Tuesday, January 29, 2008

CRISE ou OPORTUNIDADE

A crise que brota da economia americana refletirá na maioria dos países porque a globalização os liga como vasos comunicantes. Porém, muitos “especialistas”, de modo simplista, dirão que a culpa da crise é da globalização. Não é verdade, ela é solução. Para compreender a crise é preciso nos reportar aos problemas monetários, pouco e mal estudados.

As perturbações econômicas, sociais e políticas no curso da primeira guerra mundial que se multiplicaram com o segundo conflito, obrigaram uma revisão das idéias sobre a moeda. O economista e filósofo Sturt Mill traduzia a opinião de sua época, referindo-se à moeda como um “véu” que obscurecia que escondia a realidade econômica, e que, convinha abstrair do raciocínio, simplificando-a assim sem a deformar.

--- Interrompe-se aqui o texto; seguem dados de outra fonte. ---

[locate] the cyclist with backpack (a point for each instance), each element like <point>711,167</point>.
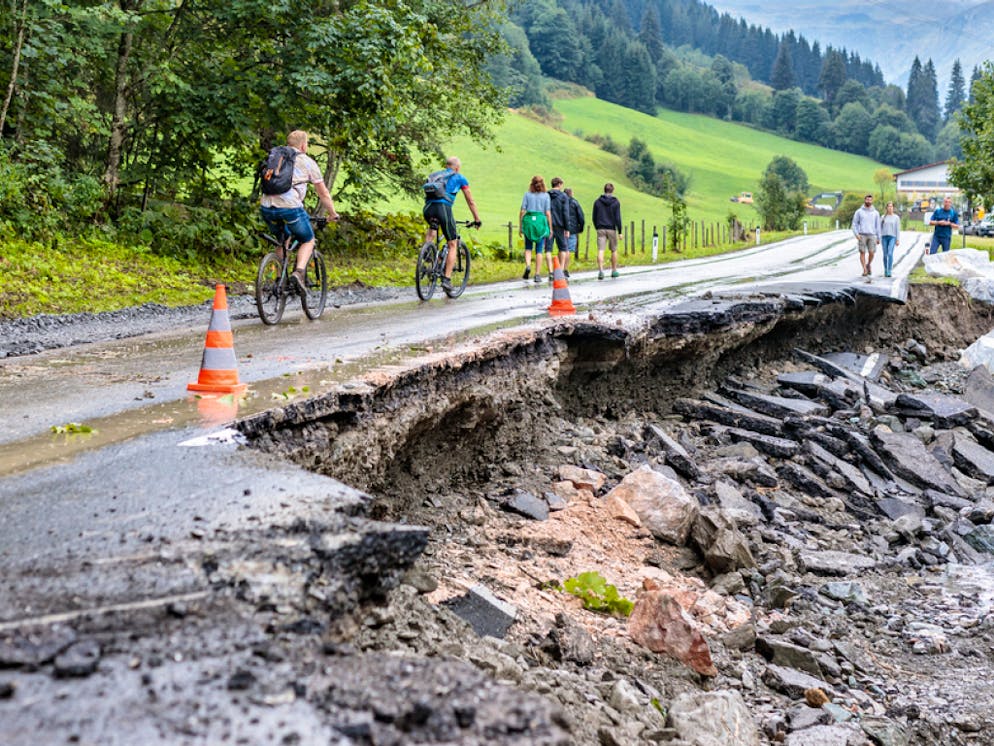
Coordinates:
<point>441,191</point>
<point>284,179</point>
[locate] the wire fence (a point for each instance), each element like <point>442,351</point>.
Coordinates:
<point>645,237</point>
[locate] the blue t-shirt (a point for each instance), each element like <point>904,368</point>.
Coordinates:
<point>942,231</point>
<point>452,187</point>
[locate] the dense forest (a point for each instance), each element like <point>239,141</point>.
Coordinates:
<point>137,118</point>
<point>684,55</point>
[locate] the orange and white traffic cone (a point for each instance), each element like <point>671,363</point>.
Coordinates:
<point>561,303</point>
<point>219,368</point>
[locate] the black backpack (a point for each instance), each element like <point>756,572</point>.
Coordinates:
<point>434,187</point>
<point>276,173</point>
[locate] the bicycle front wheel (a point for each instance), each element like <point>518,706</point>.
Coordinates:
<point>425,277</point>
<point>270,289</point>
<point>460,273</point>
<point>315,286</point>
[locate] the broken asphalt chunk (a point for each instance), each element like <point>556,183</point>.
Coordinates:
<point>483,611</point>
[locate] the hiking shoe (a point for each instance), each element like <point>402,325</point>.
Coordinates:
<point>297,280</point>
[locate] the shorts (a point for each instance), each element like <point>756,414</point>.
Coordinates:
<point>538,245</point>
<point>292,220</point>
<point>608,236</point>
<point>558,239</point>
<point>937,241</point>
<point>442,212</point>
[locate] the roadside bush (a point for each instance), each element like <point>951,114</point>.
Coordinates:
<point>374,235</point>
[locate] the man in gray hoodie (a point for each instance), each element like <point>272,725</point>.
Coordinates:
<point>866,228</point>
<point>607,220</point>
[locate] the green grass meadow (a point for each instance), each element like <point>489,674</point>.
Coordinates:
<point>721,158</point>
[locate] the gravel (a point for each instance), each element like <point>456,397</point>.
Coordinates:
<point>29,336</point>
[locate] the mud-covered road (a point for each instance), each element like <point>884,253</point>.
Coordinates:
<point>162,585</point>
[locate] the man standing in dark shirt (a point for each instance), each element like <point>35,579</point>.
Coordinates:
<point>577,222</point>
<point>607,221</point>
<point>944,220</point>
<point>560,221</point>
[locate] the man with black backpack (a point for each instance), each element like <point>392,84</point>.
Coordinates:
<point>284,179</point>
<point>440,192</point>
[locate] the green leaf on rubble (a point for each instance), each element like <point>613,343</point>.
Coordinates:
<point>72,428</point>
<point>598,595</point>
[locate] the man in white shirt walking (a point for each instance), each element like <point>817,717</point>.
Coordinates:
<point>866,228</point>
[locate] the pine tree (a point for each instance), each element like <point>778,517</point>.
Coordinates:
<point>833,74</point>
<point>957,91</point>
<point>650,33</point>
<point>782,76</point>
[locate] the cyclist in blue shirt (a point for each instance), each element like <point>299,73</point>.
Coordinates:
<point>944,220</point>
<point>441,210</point>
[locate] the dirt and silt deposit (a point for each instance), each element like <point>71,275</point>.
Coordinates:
<point>806,536</point>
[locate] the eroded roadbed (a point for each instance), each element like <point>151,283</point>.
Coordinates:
<point>225,593</point>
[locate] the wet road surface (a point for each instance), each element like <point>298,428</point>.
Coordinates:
<point>125,388</point>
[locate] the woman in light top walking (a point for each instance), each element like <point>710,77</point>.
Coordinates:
<point>534,223</point>
<point>890,236</point>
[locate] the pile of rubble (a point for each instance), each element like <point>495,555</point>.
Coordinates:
<point>789,544</point>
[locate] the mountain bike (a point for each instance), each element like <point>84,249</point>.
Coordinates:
<point>431,264</point>
<point>272,283</point>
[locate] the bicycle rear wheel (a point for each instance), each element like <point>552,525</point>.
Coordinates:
<point>460,272</point>
<point>315,286</point>
<point>425,277</point>
<point>270,289</point>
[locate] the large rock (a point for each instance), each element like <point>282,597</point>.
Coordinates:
<point>739,508</point>
<point>908,458</point>
<point>662,504</point>
<point>713,719</point>
<point>944,410</point>
<point>792,683</point>
<point>974,459</point>
<point>659,623</point>
<point>676,455</point>
<point>737,417</point>
<point>828,735</point>
<point>720,541</point>
<point>834,563</point>
<point>582,479</point>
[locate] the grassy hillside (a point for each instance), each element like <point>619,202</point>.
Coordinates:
<point>722,159</point>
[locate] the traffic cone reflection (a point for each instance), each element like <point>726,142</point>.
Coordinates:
<point>561,303</point>
<point>218,368</point>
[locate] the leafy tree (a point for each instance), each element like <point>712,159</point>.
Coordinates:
<point>792,175</point>
<point>779,208</point>
<point>956,94</point>
<point>782,75</point>
<point>882,177</point>
<point>974,173</point>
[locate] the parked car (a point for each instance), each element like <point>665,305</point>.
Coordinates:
<point>983,228</point>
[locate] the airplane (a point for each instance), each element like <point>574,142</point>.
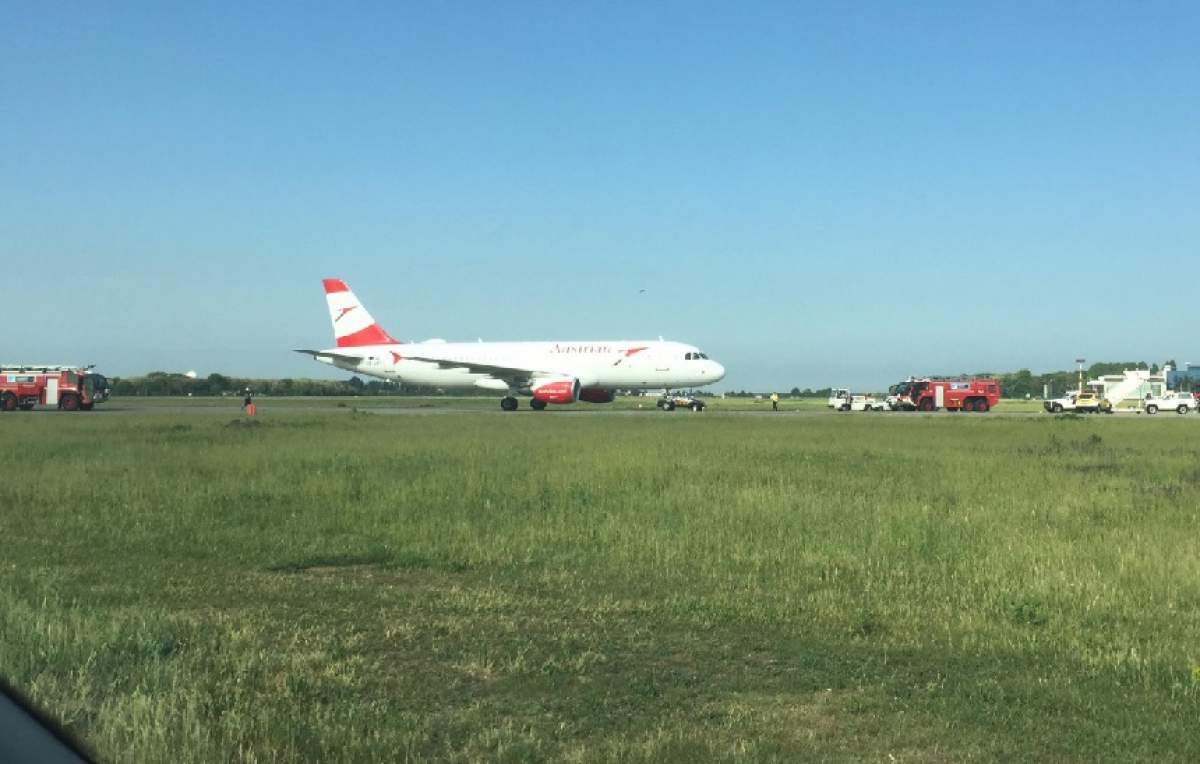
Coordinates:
<point>546,372</point>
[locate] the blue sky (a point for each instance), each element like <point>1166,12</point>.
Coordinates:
<point>816,194</point>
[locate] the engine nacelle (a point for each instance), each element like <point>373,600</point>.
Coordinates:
<point>489,383</point>
<point>557,391</point>
<point>597,395</point>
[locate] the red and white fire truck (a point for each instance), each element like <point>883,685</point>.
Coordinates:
<point>953,395</point>
<point>69,387</point>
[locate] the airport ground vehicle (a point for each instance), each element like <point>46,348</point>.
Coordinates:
<point>67,387</point>
<point>1182,403</point>
<point>670,403</point>
<point>1057,405</point>
<point>841,399</point>
<point>953,395</point>
<point>1092,403</point>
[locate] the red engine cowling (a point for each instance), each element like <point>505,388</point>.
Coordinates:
<point>559,391</point>
<point>597,395</point>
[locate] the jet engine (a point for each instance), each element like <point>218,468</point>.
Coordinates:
<point>557,391</point>
<point>597,395</point>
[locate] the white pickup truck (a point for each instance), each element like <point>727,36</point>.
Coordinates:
<point>1182,403</point>
<point>1057,405</point>
<point>841,399</point>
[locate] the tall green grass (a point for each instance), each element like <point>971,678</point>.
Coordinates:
<point>341,585</point>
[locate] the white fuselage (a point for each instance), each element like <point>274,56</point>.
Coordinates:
<point>611,365</point>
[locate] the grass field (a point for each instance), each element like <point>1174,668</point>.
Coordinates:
<point>471,585</point>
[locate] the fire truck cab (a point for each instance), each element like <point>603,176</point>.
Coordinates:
<point>66,387</point>
<point>953,395</point>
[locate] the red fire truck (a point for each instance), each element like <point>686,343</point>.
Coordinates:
<point>953,395</point>
<point>67,387</point>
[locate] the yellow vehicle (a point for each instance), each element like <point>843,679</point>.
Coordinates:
<point>1092,403</point>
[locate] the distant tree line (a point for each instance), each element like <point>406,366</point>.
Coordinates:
<point>167,384</point>
<point>1017,384</point>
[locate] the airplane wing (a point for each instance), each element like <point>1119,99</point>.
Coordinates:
<point>511,374</point>
<point>333,356</point>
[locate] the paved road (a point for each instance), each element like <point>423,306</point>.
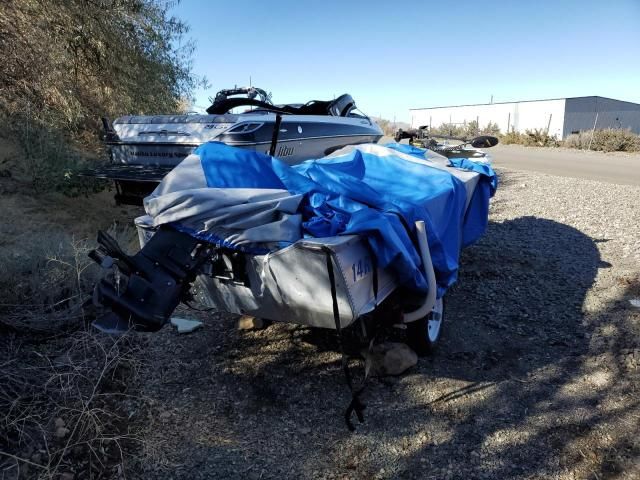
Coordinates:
<point>607,167</point>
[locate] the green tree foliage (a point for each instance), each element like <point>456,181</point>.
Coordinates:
<point>67,62</point>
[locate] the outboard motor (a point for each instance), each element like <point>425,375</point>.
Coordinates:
<point>141,292</point>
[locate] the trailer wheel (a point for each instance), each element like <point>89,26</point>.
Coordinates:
<point>423,334</point>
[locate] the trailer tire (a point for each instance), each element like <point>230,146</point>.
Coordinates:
<point>423,334</point>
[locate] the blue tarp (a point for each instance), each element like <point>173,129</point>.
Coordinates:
<point>377,196</point>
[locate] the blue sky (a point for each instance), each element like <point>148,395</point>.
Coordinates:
<point>392,56</point>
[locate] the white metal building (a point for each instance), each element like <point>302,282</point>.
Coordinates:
<point>560,116</point>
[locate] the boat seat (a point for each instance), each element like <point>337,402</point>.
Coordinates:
<point>341,106</point>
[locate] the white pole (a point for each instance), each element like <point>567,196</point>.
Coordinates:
<point>593,131</point>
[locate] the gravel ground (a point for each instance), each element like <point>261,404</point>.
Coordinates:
<point>536,376</point>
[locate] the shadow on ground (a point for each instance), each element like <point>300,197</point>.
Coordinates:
<point>524,385</point>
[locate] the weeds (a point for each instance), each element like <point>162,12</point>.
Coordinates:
<point>537,137</point>
<point>605,140</point>
<point>67,410</point>
<point>64,400</point>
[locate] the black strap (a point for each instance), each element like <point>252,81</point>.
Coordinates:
<point>355,405</point>
<point>274,137</point>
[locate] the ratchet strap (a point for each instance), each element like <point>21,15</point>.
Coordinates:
<point>356,404</point>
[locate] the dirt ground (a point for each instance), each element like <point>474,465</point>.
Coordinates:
<point>536,376</point>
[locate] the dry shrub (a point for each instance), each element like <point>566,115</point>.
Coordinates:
<point>46,282</point>
<point>605,140</point>
<point>65,403</point>
<point>537,137</point>
<point>66,407</point>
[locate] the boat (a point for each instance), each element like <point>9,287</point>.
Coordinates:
<point>365,238</point>
<point>145,148</point>
<point>463,148</point>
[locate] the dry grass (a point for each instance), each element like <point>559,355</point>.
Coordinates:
<point>606,140</point>
<point>66,406</point>
<point>531,138</point>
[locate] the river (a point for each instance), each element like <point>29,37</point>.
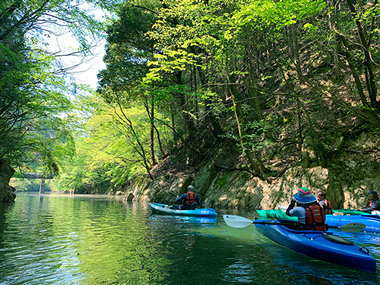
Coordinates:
<point>83,239</point>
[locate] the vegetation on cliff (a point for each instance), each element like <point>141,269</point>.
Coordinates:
<point>253,85</point>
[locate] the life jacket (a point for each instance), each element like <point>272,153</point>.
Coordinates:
<point>327,207</point>
<point>315,218</point>
<point>190,198</point>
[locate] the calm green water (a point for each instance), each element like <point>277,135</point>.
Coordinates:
<point>99,240</point>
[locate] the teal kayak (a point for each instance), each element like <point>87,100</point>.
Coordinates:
<point>372,222</point>
<point>164,209</point>
<point>350,212</point>
<point>320,245</point>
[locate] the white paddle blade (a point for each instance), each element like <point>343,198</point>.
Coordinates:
<point>236,221</point>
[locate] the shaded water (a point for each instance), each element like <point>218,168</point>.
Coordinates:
<point>99,240</point>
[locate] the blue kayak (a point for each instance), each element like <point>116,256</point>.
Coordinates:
<point>372,222</point>
<point>164,209</point>
<point>320,245</point>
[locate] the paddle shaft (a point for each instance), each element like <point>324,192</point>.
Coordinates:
<point>357,225</point>
<point>241,222</point>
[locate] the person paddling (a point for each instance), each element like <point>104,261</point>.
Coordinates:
<point>189,200</point>
<point>311,215</point>
<point>325,204</point>
<point>373,203</point>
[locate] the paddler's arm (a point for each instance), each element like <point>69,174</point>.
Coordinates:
<point>291,206</point>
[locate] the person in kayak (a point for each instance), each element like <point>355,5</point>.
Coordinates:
<point>325,204</point>
<point>189,200</point>
<point>311,215</point>
<point>373,203</point>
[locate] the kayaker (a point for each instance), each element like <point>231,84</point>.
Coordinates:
<point>311,215</point>
<point>189,200</point>
<point>325,204</point>
<point>373,203</point>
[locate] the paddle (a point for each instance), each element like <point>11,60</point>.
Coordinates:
<point>240,222</point>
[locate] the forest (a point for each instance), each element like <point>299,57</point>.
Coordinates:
<point>252,81</point>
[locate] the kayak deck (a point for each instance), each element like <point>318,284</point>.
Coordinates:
<point>164,209</point>
<point>316,245</point>
<point>372,222</point>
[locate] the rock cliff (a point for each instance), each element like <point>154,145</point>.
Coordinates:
<point>6,172</point>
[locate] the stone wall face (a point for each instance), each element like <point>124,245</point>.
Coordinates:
<point>238,189</point>
<point>6,172</point>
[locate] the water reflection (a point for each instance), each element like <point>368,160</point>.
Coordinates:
<point>182,219</point>
<point>99,240</point>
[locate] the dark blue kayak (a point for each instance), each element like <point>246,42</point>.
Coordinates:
<point>164,209</point>
<point>372,222</point>
<point>320,245</point>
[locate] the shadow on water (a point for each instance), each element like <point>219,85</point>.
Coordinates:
<point>99,240</point>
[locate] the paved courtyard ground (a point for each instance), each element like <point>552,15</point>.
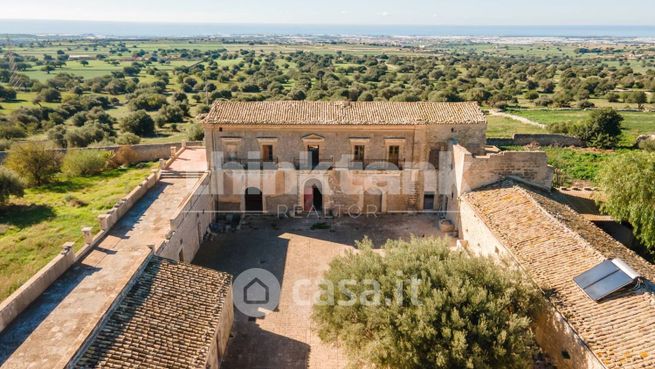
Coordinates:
<point>292,251</point>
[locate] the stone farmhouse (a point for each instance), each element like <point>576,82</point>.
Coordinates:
<point>127,299</point>
<point>338,157</point>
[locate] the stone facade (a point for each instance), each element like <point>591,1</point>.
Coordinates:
<point>368,168</point>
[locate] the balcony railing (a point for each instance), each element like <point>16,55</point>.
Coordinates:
<point>304,164</point>
<point>374,164</point>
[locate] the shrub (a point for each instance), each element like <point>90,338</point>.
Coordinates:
<point>602,129</point>
<point>139,123</point>
<point>627,183</point>
<point>10,130</point>
<point>125,155</point>
<point>84,136</point>
<point>147,101</point>
<point>85,162</point>
<point>648,145</point>
<point>195,132</point>
<point>7,93</point>
<point>128,138</point>
<point>562,127</point>
<point>202,109</point>
<point>172,113</point>
<point>49,95</point>
<point>454,311</point>
<point>57,134</point>
<point>5,144</point>
<point>586,104</point>
<point>10,184</point>
<point>35,162</point>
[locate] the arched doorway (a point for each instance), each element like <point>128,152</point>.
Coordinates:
<point>253,199</point>
<point>313,196</point>
<point>372,201</point>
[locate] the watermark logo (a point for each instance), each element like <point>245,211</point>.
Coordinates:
<point>256,292</point>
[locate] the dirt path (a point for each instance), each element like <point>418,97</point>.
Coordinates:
<point>516,118</point>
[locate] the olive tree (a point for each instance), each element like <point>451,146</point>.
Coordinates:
<point>627,182</point>
<point>602,129</point>
<point>35,162</point>
<point>10,184</point>
<point>140,123</point>
<point>435,308</point>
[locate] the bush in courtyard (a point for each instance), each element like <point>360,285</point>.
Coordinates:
<point>85,162</point>
<point>602,129</point>
<point>35,162</point>
<point>464,312</point>
<point>627,183</point>
<point>125,155</point>
<point>139,123</point>
<point>128,138</point>
<point>195,132</point>
<point>10,184</point>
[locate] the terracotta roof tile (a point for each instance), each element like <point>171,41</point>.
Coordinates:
<point>167,319</point>
<point>553,244</point>
<point>343,113</point>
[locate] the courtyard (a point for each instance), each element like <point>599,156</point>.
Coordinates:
<point>295,250</point>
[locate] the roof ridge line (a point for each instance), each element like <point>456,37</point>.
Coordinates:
<point>568,229</point>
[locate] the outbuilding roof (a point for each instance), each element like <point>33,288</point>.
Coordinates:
<point>168,318</point>
<point>343,113</point>
<point>553,244</point>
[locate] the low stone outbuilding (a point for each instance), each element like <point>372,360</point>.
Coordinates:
<point>174,315</point>
<point>552,244</point>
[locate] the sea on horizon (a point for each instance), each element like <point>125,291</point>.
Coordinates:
<point>147,29</point>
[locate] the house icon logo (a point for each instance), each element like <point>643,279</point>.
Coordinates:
<point>256,292</point>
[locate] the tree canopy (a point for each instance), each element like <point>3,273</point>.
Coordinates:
<point>627,181</point>
<point>602,129</point>
<point>464,312</point>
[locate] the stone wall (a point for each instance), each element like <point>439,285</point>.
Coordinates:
<point>191,222</point>
<point>18,301</point>
<point>290,144</point>
<point>219,346</point>
<point>112,216</point>
<point>471,136</point>
<point>144,152</point>
<point>558,140</point>
<point>343,190</point>
<point>474,171</point>
<point>553,333</point>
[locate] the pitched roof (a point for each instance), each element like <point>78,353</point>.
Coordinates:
<point>553,244</point>
<point>343,113</point>
<point>167,319</point>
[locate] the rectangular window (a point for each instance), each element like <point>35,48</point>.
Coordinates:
<point>358,153</point>
<point>267,153</point>
<point>231,151</point>
<point>393,154</point>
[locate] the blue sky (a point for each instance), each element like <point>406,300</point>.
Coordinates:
<point>423,12</point>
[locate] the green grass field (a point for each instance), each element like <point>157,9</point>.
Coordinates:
<point>501,127</point>
<point>635,123</point>
<point>33,228</point>
<point>579,165</point>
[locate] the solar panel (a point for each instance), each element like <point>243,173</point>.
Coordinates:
<point>606,278</point>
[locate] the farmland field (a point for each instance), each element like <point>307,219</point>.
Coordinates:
<point>33,228</point>
<point>634,124</point>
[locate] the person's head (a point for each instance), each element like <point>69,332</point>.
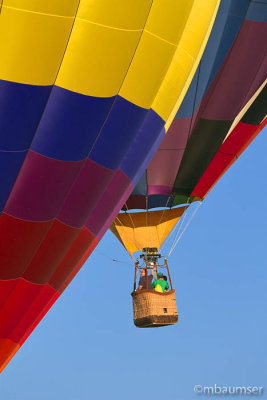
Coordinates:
<point>160,275</point>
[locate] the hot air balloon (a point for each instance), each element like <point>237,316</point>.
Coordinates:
<point>222,112</point>
<point>81,83</point>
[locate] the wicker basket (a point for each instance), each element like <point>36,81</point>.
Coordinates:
<point>154,309</point>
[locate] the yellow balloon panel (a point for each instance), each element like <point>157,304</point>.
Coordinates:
<point>190,47</point>
<point>145,229</point>
<point>120,14</point>
<point>97,59</point>
<point>65,8</point>
<point>32,44</point>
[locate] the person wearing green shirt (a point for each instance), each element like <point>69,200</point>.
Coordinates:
<point>160,284</point>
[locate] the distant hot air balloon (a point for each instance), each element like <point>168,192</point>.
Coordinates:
<point>222,112</point>
<point>82,82</point>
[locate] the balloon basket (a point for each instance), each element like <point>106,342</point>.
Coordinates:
<point>154,309</point>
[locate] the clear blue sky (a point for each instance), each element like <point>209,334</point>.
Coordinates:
<point>88,348</point>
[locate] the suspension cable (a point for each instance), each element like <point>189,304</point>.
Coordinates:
<point>183,231</point>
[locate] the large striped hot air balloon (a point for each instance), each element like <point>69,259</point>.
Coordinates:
<point>222,112</point>
<point>81,83</point>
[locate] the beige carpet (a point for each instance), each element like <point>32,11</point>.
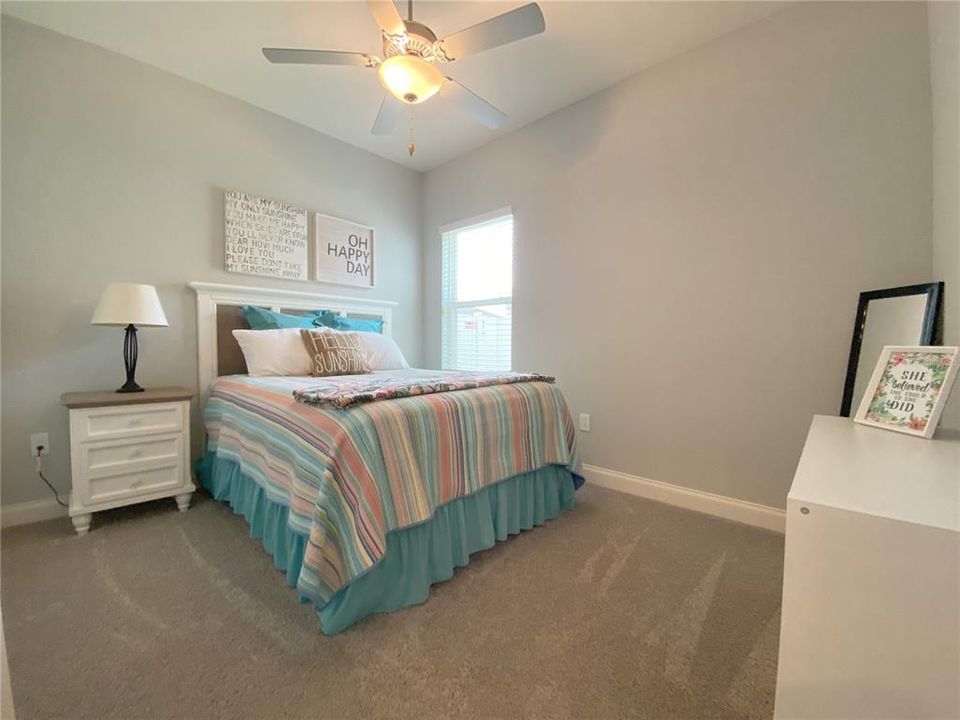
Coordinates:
<point>620,608</point>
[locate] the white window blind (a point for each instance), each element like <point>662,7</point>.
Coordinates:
<point>478,295</point>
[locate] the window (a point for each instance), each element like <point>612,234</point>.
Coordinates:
<point>478,293</point>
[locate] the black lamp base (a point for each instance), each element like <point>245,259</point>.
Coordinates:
<point>130,359</point>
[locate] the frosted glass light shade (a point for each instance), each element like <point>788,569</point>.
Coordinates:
<point>129,304</point>
<point>409,78</point>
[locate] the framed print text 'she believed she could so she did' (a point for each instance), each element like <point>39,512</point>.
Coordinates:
<point>909,388</point>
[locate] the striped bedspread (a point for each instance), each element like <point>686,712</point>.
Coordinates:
<point>349,477</point>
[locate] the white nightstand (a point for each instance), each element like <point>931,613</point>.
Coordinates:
<point>127,448</point>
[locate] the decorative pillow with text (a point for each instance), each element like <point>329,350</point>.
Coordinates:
<point>335,353</point>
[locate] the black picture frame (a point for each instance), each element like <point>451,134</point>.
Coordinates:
<point>930,334</point>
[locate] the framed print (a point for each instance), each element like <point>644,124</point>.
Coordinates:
<point>264,237</point>
<point>344,252</point>
<point>909,388</point>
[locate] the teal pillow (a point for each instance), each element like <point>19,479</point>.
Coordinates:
<point>263,319</point>
<point>328,318</point>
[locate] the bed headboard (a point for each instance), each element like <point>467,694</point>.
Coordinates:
<point>219,313</point>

Parece paradoxal, mas, as instituições que menos entendem a moeda são os bancos centrais, salvo raras exceções. Seus dirigentes, nos escritórios requintados, vivem fantasias que o dinheiro farto permite, porém, não enxergam o palco da vida real, como ele é. Por isso, desvirtuam a função da moeda.

A crise vem de longe! O dólar internacionalizado beneficia os Estados Unidos porque exportam papel moeda e recebem riqueza real. O desenvolvimento da comunicação e dos meios de transportes que movimentam montanhas de mercadorias exige mais hoje daquela economia, do que antes, e fragiliza o império. Esse fato criou para o país dificuldade permanente no administrar, porque o conhecimento e as informações alimentam exigências. A fantástica soma de dólares que circula, reduz a margem de manobra do BC americano, que pisa em ovos. O consumismo que brotou da exportação de moeda em troca da riqueza real alimenta o déficit público como moto-contínuo, e gera mais pressão.

O desequilíbrio leva à perspectiva de novo espetáculo de desvalorizações de todas as moedas e apavora, porque, mesmo aquelas cuja estabilidade havia acompanhado e protegido o desenvolvimento extraordinário das economias ocidentais, da revolução industrial a 1914, cuja observação repetida das inflações e de seus efeitos econômicos e sociais devastadores, puseram em evidência a importância da moeda. Alguns acusavam-na de ser a causa essencial desses desequilíbrios, outros a consideravam instrumento decisivo que permite eliminar e evitar a reincidência de tais inflações.

O grande mal da humanidade é não saber lidar com o dinheiro. Por isso, a má distribuição de renda que leva à violência, à falta de educação e cultura, tem relação direta com o gerenciamento superficial, incoerente, e às vezes irresponsável da moeda.

A crise pode virar oportunidade. Basta que o BC veja a moeda como instrumento e não, como finalidade. Assim, o Brasil pode sair ileso e capitalizado. O BC não pode cometer o mesmo erro: no 1º mandato de Lula o juro deveria ter sido reduzido por decreto. Havia clima para isso. Baixou a conta gotas, demorou tanto, que antes de reduzi-lo ao patamar compatível com a realidade da produção, os plantonistas já pensam em aumentá-lo. Perdemos tempo precioso de crescer como outras economias

É preciso compreender que entre os instrumentos criados pelo homem, a moeda é um dos mais preciosos para atuar sobre a atividade econômica. Sem ela, nenhum progresso material e humano teria sido ou seria possível. A moeda deve ser protegida. A ninguém interessa a sua desvalorização. As suas funções: medida de valor, reserva de valor, e intermediária das trocas devem ser assimiladas porque na crise há que se reportar a elas com sabedoria.

O dinheiro desmaterializado, sem valor intrínseco, sustentado no império da lei e na crença popular, agrega séculos de desenvolvimento. Nessa condição, está a sua grandeza de ferramenta poderosa, mas também, a sua vulnerabilidade.

O BC deve fazer diferença no trato do juro para o investimento e para o consumo. O endividamento do consumidor brasileiro deve ser aproveitado para fortalecer a produção. O crédito fácil consignado serviu pouco para melhorar a qualidade de vida dos trabalhadores, e muito, para aumentar o lucro dos bancos, é contraditório.

É urgente que os poderes afinem o discurso e façam da crise oportunidade para fortalecer o mercado interno. É hora de reduzir o superávit primário, de fomentar o investimento novo, e o de atualização. Agora os preços dos bens de produção poderão cair. A ação rápida do governo fará diferença para sairmos melhores da crise. O clima interno é favorável. Entretanto, há que se exigir dos bancos, parceria social e não a exploração. Assim, a moeda cumprirá a sua função institucional: resgatar milhões de brasileiros da pobreza.